Irgendwo, in einer ruhigeren Straße, führte der Weg mich zu einer Kirche. Diese wurde erhöht gebaut, sodass man erst einen Hügel mit Treppen hinaufsteigen musste. Oben angekommen sah ich, dass vor der Kirche eine kleine Fläche frei war, auf der eine Bank stand.

Ohne lange zu überlegen setzte ich mich darauf und starrte gedankenverloren auf den Blick, der sich mir bot: Ich saß mit dem Rücken zur Kirche, was bedeutete, dass ich durch die Erhöhung einen Blick auf ganz Buenos Aires werfen konnte...Naja, zumindest auf einen großen Teil davon.

Die beleuchteten Schilder und Straßenlaternen, die ich nur als Lichtpunkte zwischen den Gebäuden ausmachen konnte, beruhigten mich. Auch die Dunkelheit, die kühle Nachtluft und das leise Geräusch von Grillen ließ mich zur Ruhe kommen.

Allmählich entspannte ich mich etwas. Das alles kam mir vor wie ein Bild das ich betrachtete, und währenddessen die Zeit stehen blieb. Meine Gedanken waren wie weggeblasen und mein Kopf angenehm leer. Ich dachte an nichts, das einzige was ich tat, war auf das Bild vor mir zu starren.

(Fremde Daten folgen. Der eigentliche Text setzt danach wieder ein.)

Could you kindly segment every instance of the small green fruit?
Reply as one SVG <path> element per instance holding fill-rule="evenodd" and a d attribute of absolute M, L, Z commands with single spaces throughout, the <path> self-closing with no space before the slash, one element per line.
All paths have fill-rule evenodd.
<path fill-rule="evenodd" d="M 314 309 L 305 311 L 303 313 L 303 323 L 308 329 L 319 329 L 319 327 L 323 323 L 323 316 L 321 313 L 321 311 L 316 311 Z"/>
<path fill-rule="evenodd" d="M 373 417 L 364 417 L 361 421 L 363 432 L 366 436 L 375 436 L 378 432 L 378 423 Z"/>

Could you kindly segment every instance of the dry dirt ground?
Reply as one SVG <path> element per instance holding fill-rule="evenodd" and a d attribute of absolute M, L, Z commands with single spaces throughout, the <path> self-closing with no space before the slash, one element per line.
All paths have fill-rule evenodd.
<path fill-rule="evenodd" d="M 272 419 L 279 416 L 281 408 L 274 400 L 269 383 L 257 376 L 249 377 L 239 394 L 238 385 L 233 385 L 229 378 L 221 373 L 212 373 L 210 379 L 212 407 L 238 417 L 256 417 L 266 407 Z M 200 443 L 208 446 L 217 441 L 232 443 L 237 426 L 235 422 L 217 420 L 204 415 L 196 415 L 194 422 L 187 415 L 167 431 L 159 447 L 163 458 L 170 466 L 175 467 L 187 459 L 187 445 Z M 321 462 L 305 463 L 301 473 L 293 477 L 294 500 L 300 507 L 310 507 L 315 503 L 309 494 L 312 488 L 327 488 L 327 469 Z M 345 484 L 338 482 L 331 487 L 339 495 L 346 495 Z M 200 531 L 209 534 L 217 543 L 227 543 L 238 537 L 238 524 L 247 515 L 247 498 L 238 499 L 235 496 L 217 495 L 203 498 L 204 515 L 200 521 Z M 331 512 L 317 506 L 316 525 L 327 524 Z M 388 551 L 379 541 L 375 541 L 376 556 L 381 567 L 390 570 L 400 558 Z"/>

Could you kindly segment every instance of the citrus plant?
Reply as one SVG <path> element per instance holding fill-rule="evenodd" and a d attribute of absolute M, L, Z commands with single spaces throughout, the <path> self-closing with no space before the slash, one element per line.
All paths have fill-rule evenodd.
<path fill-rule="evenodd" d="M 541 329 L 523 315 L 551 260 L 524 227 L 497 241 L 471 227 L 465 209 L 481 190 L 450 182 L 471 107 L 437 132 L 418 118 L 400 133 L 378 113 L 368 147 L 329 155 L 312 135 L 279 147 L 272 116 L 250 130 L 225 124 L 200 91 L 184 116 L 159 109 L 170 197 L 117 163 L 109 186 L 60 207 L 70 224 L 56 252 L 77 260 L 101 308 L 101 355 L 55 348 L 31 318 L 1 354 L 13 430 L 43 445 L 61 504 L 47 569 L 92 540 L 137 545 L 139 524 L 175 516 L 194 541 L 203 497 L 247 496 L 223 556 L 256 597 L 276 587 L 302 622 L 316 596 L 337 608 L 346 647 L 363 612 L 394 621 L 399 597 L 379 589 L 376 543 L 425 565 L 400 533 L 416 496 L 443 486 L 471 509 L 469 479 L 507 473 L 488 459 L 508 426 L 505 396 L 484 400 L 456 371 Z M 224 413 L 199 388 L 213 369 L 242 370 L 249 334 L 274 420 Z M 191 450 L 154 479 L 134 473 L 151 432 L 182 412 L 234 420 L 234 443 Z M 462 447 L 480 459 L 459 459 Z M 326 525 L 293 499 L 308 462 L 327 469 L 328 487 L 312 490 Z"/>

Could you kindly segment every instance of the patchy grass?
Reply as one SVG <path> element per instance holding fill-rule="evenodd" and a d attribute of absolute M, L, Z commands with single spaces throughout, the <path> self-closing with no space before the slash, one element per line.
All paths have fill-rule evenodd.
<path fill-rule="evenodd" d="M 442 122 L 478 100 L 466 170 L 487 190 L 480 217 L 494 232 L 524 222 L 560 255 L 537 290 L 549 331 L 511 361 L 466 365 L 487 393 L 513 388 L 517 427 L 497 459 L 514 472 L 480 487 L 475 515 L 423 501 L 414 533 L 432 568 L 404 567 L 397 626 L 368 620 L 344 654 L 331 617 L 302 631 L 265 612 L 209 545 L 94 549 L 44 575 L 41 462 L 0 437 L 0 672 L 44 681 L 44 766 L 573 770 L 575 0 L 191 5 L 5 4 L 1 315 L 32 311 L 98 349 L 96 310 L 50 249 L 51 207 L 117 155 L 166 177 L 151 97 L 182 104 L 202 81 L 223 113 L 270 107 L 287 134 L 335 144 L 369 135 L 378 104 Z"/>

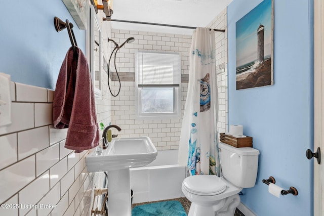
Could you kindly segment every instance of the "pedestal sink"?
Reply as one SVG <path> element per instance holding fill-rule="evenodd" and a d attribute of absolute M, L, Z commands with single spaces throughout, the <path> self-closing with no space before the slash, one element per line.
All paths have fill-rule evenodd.
<path fill-rule="evenodd" d="M 131 216 L 130 168 L 147 165 L 156 155 L 152 141 L 144 137 L 113 139 L 101 155 L 94 151 L 86 157 L 89 172 L 108 171 L 109 216 Z"/>

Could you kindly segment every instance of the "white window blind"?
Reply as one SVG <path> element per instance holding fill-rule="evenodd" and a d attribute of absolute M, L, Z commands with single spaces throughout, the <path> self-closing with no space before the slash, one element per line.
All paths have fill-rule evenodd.
<path fill-rule="evenodd" d="M 180 56 L 178 54 L 138 51 L 138 87 L 180 87 Z"/>

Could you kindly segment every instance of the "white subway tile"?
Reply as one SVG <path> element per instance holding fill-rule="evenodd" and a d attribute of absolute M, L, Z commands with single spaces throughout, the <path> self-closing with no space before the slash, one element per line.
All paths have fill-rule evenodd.
<path fill-rule="evenodd" d="M 11 124 L 0 127 L 0 135 L 34 127 L 34 104 L 11 103 Z"/>
<path fill-rule="evenodd" d="M 10 98 L 11 101 L 16 101 L 16 83 L 10 82 Z"/>
<path fill-rule="evenodd" d="M 68 164 L 69 170 L 72 168 L 78 161 L 78 154 L 75 154 L 74 152 L 70 153 L 67 156 L 67 163 Z"/>
<path fill-rule="evenodd" d="M 65 193 L 55 208 L 51 212 L 51 216 L 62 216 L 69 207 L 68 193 Z"/>
<path fill-rule="evenodd" d="M 52 104 L 35 104 L 35 127 L 52 124 Z"/>
<path fill-rule="evenodd" d="M 47 90 L 16 82 L 17 101 L 47 102 Z"/>
<path fill-rule="evenodd" d="M 64 147 L 65 145 L 65 140 L 60 142 L 60 160 L 73 151 Z"/>
<path fill-rule="evenodd" d="M 60 198 L 60 185 L 58 184 L 38 203 L 37 215 L 47 215 L 49 214 L 52 210 L 55 209 Z"/>
<path fill-rule="evenodd" d="M 60 160 L 60 146 L 55 144 L 36 154 L 36 175 L 38 176 Z"/>
<path fill-rule="evenodd" d="M 53 125 L 50 125 L 50 145 L 65 140 L 67 135 L 67 128 L 56 129 Z"/>
<path fill-rule="evenodd" d="M 8 200 L 7 202 L 4 204 L 6 205 L 6 208 L 0 208 L 0 215 L 10 215 L 10 216 L 18 216 L 18 209 L 20 207 L 18 203 L 18 196 L 15 195 L 11 198 L 11 199 Z M 15 207 L 11 207 L 9 208 L 9 205 L 15 205 Z M 17 205 L 18 205 L 18 206 Z M 8 207 L 8 208 L 7 207 Z"/>
<path fill-rule="evenodd" d="M 64 194 L 70 188 L 72 184 L 74 182 L 74 170 L 71 169 L 61 180 L 61 194 Z"/>
<path fill-rule="evenodd" d="M 53 103 L 53 99 L 54 98 L 54 91 L 50 89 L 47 90 L 47 102 Z"/>
<path fill-rule="evenodd" d="M 74 166 L 74 180 L 81 174 L 81 172 L 85 167 L 85 159 L 82 158 Z"/>
<path fill-rule="evenodd" d="M 51 188 L 53 188 L 67 173 L 67 158 L 64 157 L 50 169 Z"/>
<path fill-rule="evenodd" d="M 0 169 L 17 161 L 17 134 L 0 137 Z"/>
<path fill-rule="evenodd" d="M 19 214 L 25 215 L 30 209 L 30 208 L 27 207 L 28 205 L 36 204 L 49 191 L 50 172 L 48 171 L 18 193 L 19 204 L 26 206 L 25 208 L 19 208 Z"/>
<path fill-rule="evenodd" d="M 49 146 L 47 126 L 18 133 L 18 160 Z"/>
<path fill-rule="evenodd" d="M 74 214 L 74 202 L 72 202 L 63 214 L 63 216 L 72 216 Z"/>
<path fill-rule="evenodd" d="M 80 188 L 80 182 L 78 180 L 75 181 L 69 189 L 69 203 L 71 203 Z"/>
<path fill-rule="evenodd" d="M 0 203 L 3 203 L 34 179 L 34 156 L 0 171 Z"/>

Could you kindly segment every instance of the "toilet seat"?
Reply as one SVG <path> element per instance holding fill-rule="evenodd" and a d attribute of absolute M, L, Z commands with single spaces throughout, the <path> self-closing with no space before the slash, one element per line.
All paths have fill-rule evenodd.
<path fill-rule="evenodd" d="M 223 193 L 227 184 L 215 175 L 197 175 L 186 178 L 182 183 L 189 193 L 200 196 L 213 196 Z"/>

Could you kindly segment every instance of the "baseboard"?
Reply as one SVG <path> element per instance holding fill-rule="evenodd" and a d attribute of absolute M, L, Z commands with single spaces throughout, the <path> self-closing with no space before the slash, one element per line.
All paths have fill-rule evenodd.
<path fill-rule="evenodd" d="M 244 204 L 241 202 L 239 203 L 237 208 L 238 208 L 238 210 L 243 213 L 245 216 L 257 216 L 256 214 L 251 211 L 249 208 L 244 205 Z"/>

Ich nahm alles wahr, als wäre ich eine Unbeteiligte. Als würde die Welt sich ohne mich weiterdrehen, und ich bekäme eine Pause von meinem anstrengendem Leben. Eine Chance, der Welt zuzuschauen.

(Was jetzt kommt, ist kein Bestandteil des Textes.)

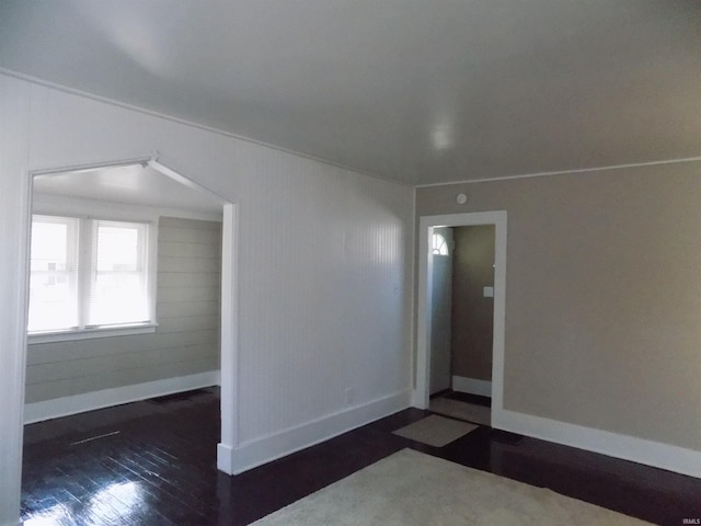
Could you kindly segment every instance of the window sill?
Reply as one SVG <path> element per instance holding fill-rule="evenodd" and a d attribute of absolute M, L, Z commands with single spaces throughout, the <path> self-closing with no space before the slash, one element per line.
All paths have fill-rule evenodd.
<path fill-rule="evenodd" d="M 27 334 L 27 343 L 70 342 L 74 340 L 92 340 L 96 338 L 130 336 L 134 334 L 152 334 L 158 323 L 140 323 L 138 325 L 124 327 L 97 327 L 94 329 L 81 329 L 78 331 L 57 331 Z"/>

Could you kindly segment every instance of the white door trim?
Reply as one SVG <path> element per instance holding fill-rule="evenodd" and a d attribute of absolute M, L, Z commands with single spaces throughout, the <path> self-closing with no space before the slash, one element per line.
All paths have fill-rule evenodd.
<path fill-rule="evenodd" d="M 434 227 L 494 225 L 494 342 L 492 348 L 492 419 L 504 410 L 504 341 L 506 325 L 506 210 L 420 217 L 416 371 L 412 405 L 428 408 L 430 378 L 430 279 L 433 261 L 428 240 Z"/>
<path fill-rule="evenodd" d="M 24 262 L 24 276 L 26 285 L 24 287 L 25 309 L 28 309 L 28 275 L 30 275 L 30 236 L 32 225 L 33 187 L 36 175 L 50 175 L 77 170 L 92 170 L 101 167 L 119 167 L 128 164 L 149 164 L 163 175 L 199 192 L 204 192 L 214 201 L 221 204 L 223 208 L 222 232 L 221 232 L 221 346 L 220 346 L 220 385 L 221 385 L 221 442 L 217 446 L 217 468 L 228 474 L 233 474 L 233 459 L 231 451 L 238 444 L 237 410 L 238 410 L 238 278 L 239 278 L 239 205 L 227 197 L 204 186 L 195 180 L 182 174 L 160 162 L 157 155 L 137 159 L 122 159 L 116 161 L 95 162 L 72 167 L 53 168 L 48 170 L 30 171 L 30 184 L 27 195 L 26 214 L 26 239 Z M 25 327 L 21 329 L 22 334 L 26 334 Z M 25 336 L 24 336 L 25 338 Z M 24 345 L 24 348 L 26 345 Z M 26 358 L 25 358 L 26 362 Z M 26 367 L 26 364 L 24 364 Z M 24 375 L 24 371 L 23 371 Z M 23 422 L 24 408 L 20 420 Z"/>

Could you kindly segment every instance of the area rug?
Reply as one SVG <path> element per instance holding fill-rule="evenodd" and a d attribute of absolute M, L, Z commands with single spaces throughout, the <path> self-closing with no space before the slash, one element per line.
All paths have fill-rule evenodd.
<path fill-rule="evenodd" d="M 468 422 L 432 414 L 392 433 L 429 446 L 443 447 L 476 428 L 476 425 Z"/>
<path fill-rule="evenodd" d="M 256 526 L 644 525 L 542 488 L 403 449 Z"/>
<path fill-rule="evenodd" d="M 434 398 L 428 404 L 428 411 L 453 419 L 467 420 L 475 424 L 492 425 L 492 410 L 484 405 L 461 402 L 450 398 Z"/>

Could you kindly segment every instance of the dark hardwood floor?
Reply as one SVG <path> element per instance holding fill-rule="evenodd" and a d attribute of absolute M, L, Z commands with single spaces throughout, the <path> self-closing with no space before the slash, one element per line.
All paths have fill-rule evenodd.
<path fill-rule="evenodd" d="M 701 480 L 480 427 L 435 448 L 406 410 L 237 477 L 216 469 L 218 390 L 27 425 L 22 518 L 45 525 L 242 525 L 411 447 L 653 523 L 701 517 Z M 467 496 L 468 498 L 468 496 Z"/>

Zwar war es nachts kälter als tagsüber, jedoch war die Kälte nicht derart schlimm als dass sie mich dazu bringen hätte können aufzustehen und wieder nach Hause zu gehen.
Durch die Leere in mir und die trügerische Ruhe hatte ich völlig die Zeit vergessen.
So sah ich schon, wie sich am Horizint die ersten Wolken rosa färbten, als ich realisierte wie viel Zeit ich schon hier verbracht hatte.

Und dann war die Ruhe plötzlich zuende. Nicht äußerlich, nein, da war es immernoch so ruhig und still wie zuvor. Aber innerlich zerfiel die Leere in mir. Sie wurde durch ein höher schlagendes Herz und unglaublichen Schmerz ersetzt. Und dies hatte einen Grund:
Jemand hatte sich neben mich gesetzt.

Wie er mich gefunden hatte, war mir ein Rätsel. Ich hatte nicht zur Seite gesehen, nicht einmal mit der Wimper gezuckt, als ich ihn kommen hörte, und trotzdem wusste ich, dass er es war. Ich konnte es spüren. Er hatte sich neben mich gesetzt.